É Proibido Fumar - Roberto Carlos (Discoteca Básica - Revista Bizz 1990)

O rock brasileiro estava começando a ganhar uma cara, uma personalidade própria no início dos anos 60, quando a nascente Jovem Guarda, que viraria um fenômeno de renovação e popularidade na juventude brasileira, começava a nascer e se firmar. Em 1964 e era dos grandes festivais, que viria a revolucionar e chacoalhar a MPB, ainda não havia acontecido, e a música jovem, com guitarras elétricas e um novo jeito de contar histórias e falar de amor nas letras, representava a grande novidade musical do período. E Roberto Carlos era o maior porta-voz daquele movimento. Seu disco É Proibido Fumar, representou um estopim para a afirmação do rock brasileiro, e pode ser considerado um verdadeiro clássico atemporal.
Em sua edição de agosto de 1990, a revista Bizz em sua sessão Discoteca Básica fazia uma análise desse disco, num texto escrito por Celso Masson:
"Na história da música brasileira não há nada tão pitoresco. Aos seis anos de idade, um garoto pobre de Cachoeiro do Itapemirim é colhido por um trem e perde a perna direita. Quem o socorre é um madeireiro , que o leva para o hospital local após ter improvisado um garrote com seu próprio terno. É o madeireiro quem arca com as despesas do hospital - mais tarde ele seria homenageado pelo garoto com um convite para ser seu padrinho de batismo. Mais uma peculiaridade: até os vinte anos, Roberto Carlos ainda não tinha sido batizado.

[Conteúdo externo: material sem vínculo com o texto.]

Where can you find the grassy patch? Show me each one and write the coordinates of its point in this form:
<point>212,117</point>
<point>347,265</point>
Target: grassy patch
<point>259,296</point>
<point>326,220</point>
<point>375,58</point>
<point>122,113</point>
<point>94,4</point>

No final dos anos 50, Roberto inicia sua carreira, tocando violão e cantando músicas de bossa nova na boate Plaza, no Rio de Janeiro. Em 61, grava seu primeiro LP, Louco por Você. Sem sucesso imediato, algumas de suas canções começam a ser executadas em programas como Peça Bis Pelo Telefone e Hoje É Dia de Rock.  Surgem os primeiros convites para apresentações, mas até aí nada de excepcional.

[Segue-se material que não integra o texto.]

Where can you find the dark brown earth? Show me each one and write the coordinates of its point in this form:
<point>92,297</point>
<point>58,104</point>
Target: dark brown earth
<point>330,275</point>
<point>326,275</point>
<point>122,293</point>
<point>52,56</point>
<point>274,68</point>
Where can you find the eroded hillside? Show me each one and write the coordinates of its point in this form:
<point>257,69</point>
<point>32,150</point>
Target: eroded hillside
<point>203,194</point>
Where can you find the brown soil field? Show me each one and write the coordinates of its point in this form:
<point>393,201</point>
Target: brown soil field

Os primeiros sucessos vêm com seu segundo LP, lançado em 63, que traz 'Parei Na Contramão' e 'Splish Splash'. Com estas músicas, Roberto Carlos começa a ser conhecido em todo o Brasil, via programas de TV. O grande estouro e a 'coroação' já se esboçam, mas só chegam de fato após o álbum Roberto Carlos Canta Para A Juventude (65). Motivada pela explosão mundial da beatlemania, a TV Record cria um programa de auditório voltado exclusivamente para o público jovem, convocando Roberto Carlos para comandá-lo - ao lado de Erasmo Carlos e Wanderléa. A Jovem Guarda rapidamente vira uma febre. Bate todos os recordes de audiência. Gírias como 'é uma brasa, mora?', 'bicho' e 'carango' são incorporadas ao linguajar dos aficionados pelo programa que também usam roupas e adereços à maneira do ídolo. A coisa rola como uma bola de neve. O cineasta Roberto Faria transforma o LP Em Ritmo de Aventura (67) num filme que vira paixão nacional. Em 68, na Itália, o 'rei' vence o festival de San Remo. A coroa está definitivamente conquistada.

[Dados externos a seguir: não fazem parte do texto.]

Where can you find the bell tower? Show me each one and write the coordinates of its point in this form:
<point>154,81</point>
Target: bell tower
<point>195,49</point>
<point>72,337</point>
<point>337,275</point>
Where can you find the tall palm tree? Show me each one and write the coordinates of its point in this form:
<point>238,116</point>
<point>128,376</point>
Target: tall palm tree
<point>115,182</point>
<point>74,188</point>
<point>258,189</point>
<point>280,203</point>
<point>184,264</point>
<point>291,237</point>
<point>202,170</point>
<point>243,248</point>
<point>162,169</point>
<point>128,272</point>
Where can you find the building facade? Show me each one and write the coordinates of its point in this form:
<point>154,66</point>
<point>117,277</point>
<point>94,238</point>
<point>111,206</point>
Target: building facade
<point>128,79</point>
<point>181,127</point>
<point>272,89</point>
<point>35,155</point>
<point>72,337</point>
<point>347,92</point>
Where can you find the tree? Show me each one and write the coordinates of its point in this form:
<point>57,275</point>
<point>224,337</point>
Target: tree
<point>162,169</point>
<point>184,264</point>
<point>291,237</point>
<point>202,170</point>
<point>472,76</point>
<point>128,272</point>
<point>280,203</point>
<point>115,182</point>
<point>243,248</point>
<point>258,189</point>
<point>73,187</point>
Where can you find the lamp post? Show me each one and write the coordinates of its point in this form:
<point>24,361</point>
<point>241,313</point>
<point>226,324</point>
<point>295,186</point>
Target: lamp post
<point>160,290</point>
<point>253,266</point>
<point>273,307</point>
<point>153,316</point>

A história mais recente, dos anos 70 pra cá, dispensa comentários. Mas nada disso teria acontecido se, em 64, a frase fixada em ônibus, trens e elevadores não tivesse parado na capa de um LP: É Proibido Fumar, obra-prima que deu à música brasileira moderna seu maior mito.
O disco estava em sintonia com a música jovem do mundo todo e contou com vários colaboradores. Rossini Pinto, o tradutor dos grandes sucessos internacionais (inclusive 'Hey Jude'), gravada por Kiko Zambianki) contribuiu com uma canção de seu próprio punho, 'Um Leão Está Solto Nas Ruas'. Roberto verteu sucessos: 'Unchain My Heart' (originalmente gravada por Ray Charles) que virou 'Desamarre o Meu Coração', e 'Amapola', de Lacalle, continuou com o título original. Erasmo, mais dois: 'Born To Cry', de Dion DiMucci ('Nasci Pra Chorar'), e aquela que marcaria para sempre a carreira de Roberto, 'O Calhambeque' ('Road Hog'), de Gwen e John Loudermilk. A dupla Roberto e Erasmo compôs, além da faixa-título e 'Louco Não Estou Mais', a primeira surf music destas praias: 'O Broto do Jacaré'. A vertente romântica também aparece em É Proibido Fumar nas músicas 'Rosinha' (Oswaldo Audi e Athayde Julio), 'Jura-me' (Jovenil Santos), 'Meu Grande Bem' (Helena dos Santos) e 'Minha História de Amor' (José Messias). É curioso que a maior parte do repertório não seja de Roberto (ou Erasmo). Como intérprete ele também não é nenhum 'rei da voz'. Mas é o 'rei'. Para entender as razões que lhe garantiram o trono, ouça É Proibido Fumar.

2 comentários:

  1. O Roberto Carlos foi o rei da jovem guarda,e continua sendo o rei da música-popular-romântica.Dizer que ele é o maior mito da música brasileira moderna não corresponde à verdade.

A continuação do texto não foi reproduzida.